Giorango also formed a business, according to the Tribune, with Demetri Stavropoulos, a man the newspaper says "recently worked as the $5,000-a-week consultant to a Bridgeview strip club ... and operated a real estate firm that listed properties of reputed Chicago Outfit figure Michael Sarno." Their firm, 1201 South Western LLC, was described to Broadway Bank as a real-estate company, and indeed bought and sold a number of properties in Chicago. But it also moonlighted as a so-called "hard money" lender, issuing loans to borrowers who wouldn't otherwise qualify.

Bank president Demetris Giannoulias, brother of the Senate candidate, explained to the Tribune, "There's no reason to believe there was anything going on but the acquisition of the real estate." Based on the terms of the loan, the bank could have looked further into the business to discover its shady lending wing, but saw no need to.

The Tribune also reprinted some of Demetris' answers about Giorango's criminal background:

"But we're a relationship bank," he said. "So somebody comes in and in all his dealings with the bank seem to be on the level, everything makes sense, nothing seems illicit or untoward. Just because somebody gets a bad article written about them there's no reason to say, 'Hey, listen, I'm going to kick you out the door because you don't win a popularity contest.' We didn't think he was doing anything illegal."
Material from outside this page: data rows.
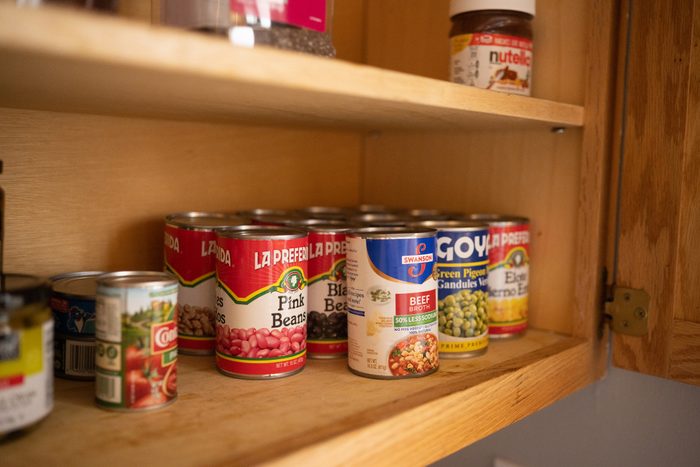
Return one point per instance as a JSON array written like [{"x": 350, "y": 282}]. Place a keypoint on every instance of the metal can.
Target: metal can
[
  {"x": 327, "y": 326},
  {"x": 190, "y": 255},
  {"x": 509, "y": 271},
  {"x": 73, "y": 307},
  {"x": 136, "y": 340},
  {"x": 392, "y": 302},
  {"x": 462, "y": 251},
  {"x": 261, "y": 301},
  {"x": 26, "y": 352}
]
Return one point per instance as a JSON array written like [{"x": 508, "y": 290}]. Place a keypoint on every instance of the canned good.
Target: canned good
[
  {"x": 136, "y": 340},
  {"x": 273, "y": 217},
  {"x": 325, "y": 212},
  {"x": 261, "y": 301},
  {"x": 392, "y": 302},
  {"x": 509, "y": 270},
  {"x": 462, "y": 250},
  {"x": 73, "y": 306},
  {"x": 190, "y": 255},
  {"x": 327, "y": 319},
  {"x": 26, "y": 352},
  {"x": 384, "y": 219}
]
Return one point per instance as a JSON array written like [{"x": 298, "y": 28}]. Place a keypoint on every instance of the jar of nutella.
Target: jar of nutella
[{"x": 491, "y": 44}]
He said he asked Giorango about the convictions and Giorango said, "It's in the past. I don't do that anymore."

Demetris also defended Alexi, saying that his younger brother had little to do with the loans beyond filling out paperwork. Alexi has defended himself in the same way.

The bank, according to a Sun-Times report, has since sued Giorango and Stavropoulos, seeking to get much of the money it loaned them back. It also foreclosed on 1201 South Western. And it has widely condemned Giorango's and Stavropoulos' business practices in recent years.

Still, the new Tribune report shifts attention back to Alexi's involvement with the bank. After a spate of bad news in early March, including the bank's likely collapse and the arrest of campaign contributor and Boston Blackie's owner Nick Giannis, Alexi had succeeded in placing the focus of the campaign on his opponent. Specifically, he has repeatedly underscored Republican Mark Kirk's vehement announcement of (and quiet retreat from) his desire to repeal the healthcare reform law.

But with this news, and with the bank unlikely to survive the FDIC's April 24th deadline for paying back nearly $94 million, Alexi's Broadway connection will certainly be back in the headlines this month.